Boşanmalarda şahit getirilmesi ile alakalı şöyle bir yorum var: “Talak Suresi ikinci ayette gelen işhâd (şahit getirmek) emrinin birinci ayetin başındaki talak emrine (onları iddetleri içinde boşayın) hamledilmesi zahiren pek mümkün görünmemektedir. Bunun yerine firkat kelimesi ile talak süreci bitiminin kastedildiğini kabul etmek ve şahitliği o an için gerekli saymak daha tutarlıdır.” Bu yorum hakkındaki düşünceniz nedir?
Tarih: 11 Nisan 2011
CEVAP:
İlgili bütün ayetleri, birlikte değerlendirmeden, aradaki ilişkiyi sağlıklı bir şekilde kurmadan hüküm vermeye kalkışmak yanlıştır. Allah Teâlâ kimseye böyle bir yetki vermemiştir. İlgili ayetlerden ikisi şöyledir:
“Elif, Lâm, Râ.

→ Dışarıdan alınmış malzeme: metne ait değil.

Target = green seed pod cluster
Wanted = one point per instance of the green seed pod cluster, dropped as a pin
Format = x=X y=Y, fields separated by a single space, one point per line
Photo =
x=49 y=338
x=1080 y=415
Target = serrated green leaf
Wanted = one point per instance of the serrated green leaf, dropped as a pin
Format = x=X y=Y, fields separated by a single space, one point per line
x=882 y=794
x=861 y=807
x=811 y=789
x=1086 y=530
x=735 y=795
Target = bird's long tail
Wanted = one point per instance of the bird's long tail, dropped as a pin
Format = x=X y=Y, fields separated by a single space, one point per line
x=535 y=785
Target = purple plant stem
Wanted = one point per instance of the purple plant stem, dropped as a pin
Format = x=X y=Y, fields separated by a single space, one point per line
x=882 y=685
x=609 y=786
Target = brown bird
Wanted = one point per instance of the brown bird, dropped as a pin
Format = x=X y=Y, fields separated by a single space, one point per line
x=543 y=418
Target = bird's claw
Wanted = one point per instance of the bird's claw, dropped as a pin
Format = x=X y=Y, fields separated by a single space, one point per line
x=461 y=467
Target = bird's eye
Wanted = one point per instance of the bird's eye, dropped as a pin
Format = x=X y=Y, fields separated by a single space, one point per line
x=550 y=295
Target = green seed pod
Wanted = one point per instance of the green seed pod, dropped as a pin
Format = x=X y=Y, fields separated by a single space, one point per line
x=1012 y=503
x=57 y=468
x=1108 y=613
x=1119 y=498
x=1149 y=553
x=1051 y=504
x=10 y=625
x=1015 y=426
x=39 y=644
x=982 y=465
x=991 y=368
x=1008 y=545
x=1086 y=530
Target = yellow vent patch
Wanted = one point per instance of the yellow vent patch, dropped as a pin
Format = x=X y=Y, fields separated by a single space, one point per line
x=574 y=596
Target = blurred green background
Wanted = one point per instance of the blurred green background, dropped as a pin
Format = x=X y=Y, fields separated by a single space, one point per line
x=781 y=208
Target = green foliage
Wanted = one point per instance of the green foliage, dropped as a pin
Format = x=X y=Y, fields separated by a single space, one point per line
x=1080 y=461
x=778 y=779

Bu, ayetleri hakîm ve habîr olan Allah tarafından muhkem kılınmış ve de açıklanmış bir kitaptır. Böyle olması Allah’tan başkasına kulluk etmemeniz içindir. (De ki:) Ben de O’nun tarafından size uyarı yapan ve müjde veren biriyim” (Hûd, 11/1-2)
Konu ile ilgili ayetleri bir arada değerlendirince talak konusunda bazı şartlar ve görevlerin olduğu, şahitsiz bunların yerine getirilemeyeceği görülür. Buna göre;
a. Talak sırasında kadının adetli olmadığının ve o temizlik döneminde eşlerin ilişkiye girmediğinin tespiti gerekir. Bu da ancak tarafların şahitler huzurunda beyanı ile olur.
b. Müslümanlar, ayrılmak üzere olduğunu duydukları çiftlerin arasını bulması için hakem göndermek zorundadırlar. Bu da durumun bilinmesini gerektirir. Allah Teâlâ şöyle buyurur:
“Karı kocanın arasının açılmasından havf ederseniz, erkeğin ailesinden bir hakem ve kadının ailesinden bir hakem gönderin; düzelmek isterlerse, Allah aralarını buldurur. Allah bilir ve işin iç yüzünden haberdardır.” (Nisa 4/35)
Havf; zanna veya bilgiye dayalı bir emareden dolayı kötü beklenti içinde olmaktır. Böyle bir bilgi ancak olayı bilenlerin beyanı ile ortaya çıkar. Bunu bilebilecek olanlar da şahitlerdir.